La ventana que ya no espera a nadie

La Ventana Donde Ya No Espera Nadie

No notó que algo andaba mal de inmediato, pero algo en su interior le susurraba que la historia estaba desencajada. Como si la habitación estuviera ligeramente torcida, la silla mal colocada y él a punto de perder el equilibrio. Nada evidente, solo una grieta sutil en la realidad. Lo descubrió una primavera—en la ventana de enfrente. Una cocinita en el quinto piso, donde la luz se encendía puntual a las ocho. Ella aparecía con una taza en la mano, descalza, con un jersey holgado, como si no sintiera frío porque la tierra bajo sus pies era la suya. Se sentaba, abrazaba las rodillas y pasaba horas mirando la pantalla del portátil. A veces reía, echando la cabeza hacia atrás; otras, se secaba las lágrimas con la manga, sin apartar la vista, como si el dolor le fuera tan familiar como respirar. Sus gestos no eran teatro—solo vida. Callada y auténtica.

No era guapa según los cánones de revista, pero tenía algo que atraía sin explicación. Algo que lo hacía esperar esas noches. Como quien aguarda el parte meteorológico—no por la información, sino por oír una voz. Vivía solo. Tras el divorcio, dos años atrás, el silencio se había vuelto casi físico—se colaba en la cama, en el té, en las teclas que solo él golpeaba. Comida: a domicilio. Conversaciones: mensajes sin encuentros. Su madre llamaba los domingos: «Tienes cuarenta y tres, hijo, no puedes seguir así». Él asentía, sonreía al teléfono y tocaba la pantalla hasta que la llamada acababa.

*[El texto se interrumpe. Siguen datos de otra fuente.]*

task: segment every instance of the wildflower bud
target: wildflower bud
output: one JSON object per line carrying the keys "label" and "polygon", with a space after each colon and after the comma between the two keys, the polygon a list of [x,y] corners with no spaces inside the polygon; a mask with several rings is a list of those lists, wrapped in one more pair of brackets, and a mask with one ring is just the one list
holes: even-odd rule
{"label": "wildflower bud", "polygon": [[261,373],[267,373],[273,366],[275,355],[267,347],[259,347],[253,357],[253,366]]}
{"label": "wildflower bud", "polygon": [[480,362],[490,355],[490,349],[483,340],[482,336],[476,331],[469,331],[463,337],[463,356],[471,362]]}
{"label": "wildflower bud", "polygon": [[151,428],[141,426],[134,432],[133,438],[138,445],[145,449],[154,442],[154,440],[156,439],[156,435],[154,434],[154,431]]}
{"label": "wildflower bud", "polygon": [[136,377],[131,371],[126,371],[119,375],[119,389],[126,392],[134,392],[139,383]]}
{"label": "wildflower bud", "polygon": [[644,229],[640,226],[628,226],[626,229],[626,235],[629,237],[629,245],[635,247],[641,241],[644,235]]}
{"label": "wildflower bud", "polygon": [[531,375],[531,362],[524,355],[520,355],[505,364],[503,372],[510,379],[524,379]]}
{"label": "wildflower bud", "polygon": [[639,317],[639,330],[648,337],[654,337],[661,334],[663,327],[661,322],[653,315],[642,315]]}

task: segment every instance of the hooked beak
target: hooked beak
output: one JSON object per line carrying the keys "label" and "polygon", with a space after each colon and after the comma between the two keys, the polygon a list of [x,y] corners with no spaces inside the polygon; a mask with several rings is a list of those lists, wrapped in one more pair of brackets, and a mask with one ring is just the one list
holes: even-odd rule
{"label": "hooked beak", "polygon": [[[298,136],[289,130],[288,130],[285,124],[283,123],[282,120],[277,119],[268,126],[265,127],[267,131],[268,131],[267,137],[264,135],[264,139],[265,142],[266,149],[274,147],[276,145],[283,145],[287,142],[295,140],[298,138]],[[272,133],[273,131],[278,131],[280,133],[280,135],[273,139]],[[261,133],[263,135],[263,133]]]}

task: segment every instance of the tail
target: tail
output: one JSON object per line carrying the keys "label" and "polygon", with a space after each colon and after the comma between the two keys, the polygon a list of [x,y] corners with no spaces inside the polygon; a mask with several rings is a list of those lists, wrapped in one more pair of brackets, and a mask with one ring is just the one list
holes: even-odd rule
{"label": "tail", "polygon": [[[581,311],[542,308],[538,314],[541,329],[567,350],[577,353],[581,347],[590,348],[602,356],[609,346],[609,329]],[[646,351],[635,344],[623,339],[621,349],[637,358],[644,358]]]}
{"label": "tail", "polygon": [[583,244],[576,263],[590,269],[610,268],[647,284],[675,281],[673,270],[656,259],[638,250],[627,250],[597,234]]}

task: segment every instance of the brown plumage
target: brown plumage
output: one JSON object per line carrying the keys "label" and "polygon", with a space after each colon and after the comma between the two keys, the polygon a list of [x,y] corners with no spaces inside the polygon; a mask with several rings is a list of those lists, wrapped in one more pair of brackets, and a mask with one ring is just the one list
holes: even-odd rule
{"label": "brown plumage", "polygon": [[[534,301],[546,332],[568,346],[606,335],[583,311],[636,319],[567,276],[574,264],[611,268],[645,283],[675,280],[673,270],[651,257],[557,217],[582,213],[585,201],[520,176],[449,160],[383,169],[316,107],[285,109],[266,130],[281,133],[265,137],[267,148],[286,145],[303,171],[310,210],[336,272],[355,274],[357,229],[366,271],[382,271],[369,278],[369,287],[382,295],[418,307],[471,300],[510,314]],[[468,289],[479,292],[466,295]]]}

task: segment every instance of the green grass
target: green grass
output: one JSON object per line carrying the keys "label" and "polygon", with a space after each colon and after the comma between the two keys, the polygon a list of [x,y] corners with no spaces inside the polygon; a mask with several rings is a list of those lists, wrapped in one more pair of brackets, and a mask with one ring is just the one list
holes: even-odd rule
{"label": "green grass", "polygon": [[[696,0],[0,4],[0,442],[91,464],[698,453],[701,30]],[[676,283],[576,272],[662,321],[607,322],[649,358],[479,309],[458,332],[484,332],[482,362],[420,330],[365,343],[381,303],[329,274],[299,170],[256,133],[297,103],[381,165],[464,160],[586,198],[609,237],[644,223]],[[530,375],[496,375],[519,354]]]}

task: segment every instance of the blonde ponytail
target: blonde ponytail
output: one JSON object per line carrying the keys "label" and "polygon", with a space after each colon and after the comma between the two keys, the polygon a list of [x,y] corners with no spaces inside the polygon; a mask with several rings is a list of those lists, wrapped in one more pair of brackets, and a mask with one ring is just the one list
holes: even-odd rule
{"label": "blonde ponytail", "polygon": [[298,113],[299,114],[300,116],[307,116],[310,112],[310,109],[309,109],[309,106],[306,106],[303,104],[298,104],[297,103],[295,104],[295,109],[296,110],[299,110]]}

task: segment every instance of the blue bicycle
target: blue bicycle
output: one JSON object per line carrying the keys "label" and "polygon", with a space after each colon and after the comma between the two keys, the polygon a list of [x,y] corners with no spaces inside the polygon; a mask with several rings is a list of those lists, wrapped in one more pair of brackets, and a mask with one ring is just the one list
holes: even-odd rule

En primavera, ella miraba la pantalla. En verano, leía. En otoño, escribía. Siempre en la misma mesa. Con el mismo jersey. Y el gato—enroscado en el alféizar, como otro ritual más, como las cortinas, la taza, la luz tenue. En nueve meses, ni una vez miró hacia su ventana. Ni un gesto. Como si supiera que él observaba. Pero no daba señales. Él esperaba. Cada noche, por si acaso se volvía. No para saludar. Solo para demostrar que también lo veía.

Hasta que en enero, la luz no se encendió.

Esperó. Una tarde. Otra. Una semana. Nada. Las cortinas, cerradas. El gato, desaparecido. Todo se esfumó, como un libro arrancado a medias. No supo qué hacer. No tenía derecho—pero tampoco podía aceptarlo. Al decimotercer día, fue. Cruzó el patio. Subió. Llamó.

Abrió otra. Joven. Sorprendida. Con auriculares.

—Perdona… ¿vivía aquí una mujer… de unos treinta… con un gato… pelo claro?

—¿Ah… Vera? —se quitó un auricular—. Murió. En diciembre. Estaba enferma. En el hospital. El gato, creo que lo recogió alguien. Yo vivo aquí desde diciembre.

Le dio las gracias. Se fue. Despacio. Como si con cada paso el silencio se hiciera más denso. El patio estaba desolado, como si los árboles lo supieran. Volvió. Se sentó en el alféizar. Y solo entonces notó que le temblaban las manos. Porque en esa ventana ya no había nada que esperar.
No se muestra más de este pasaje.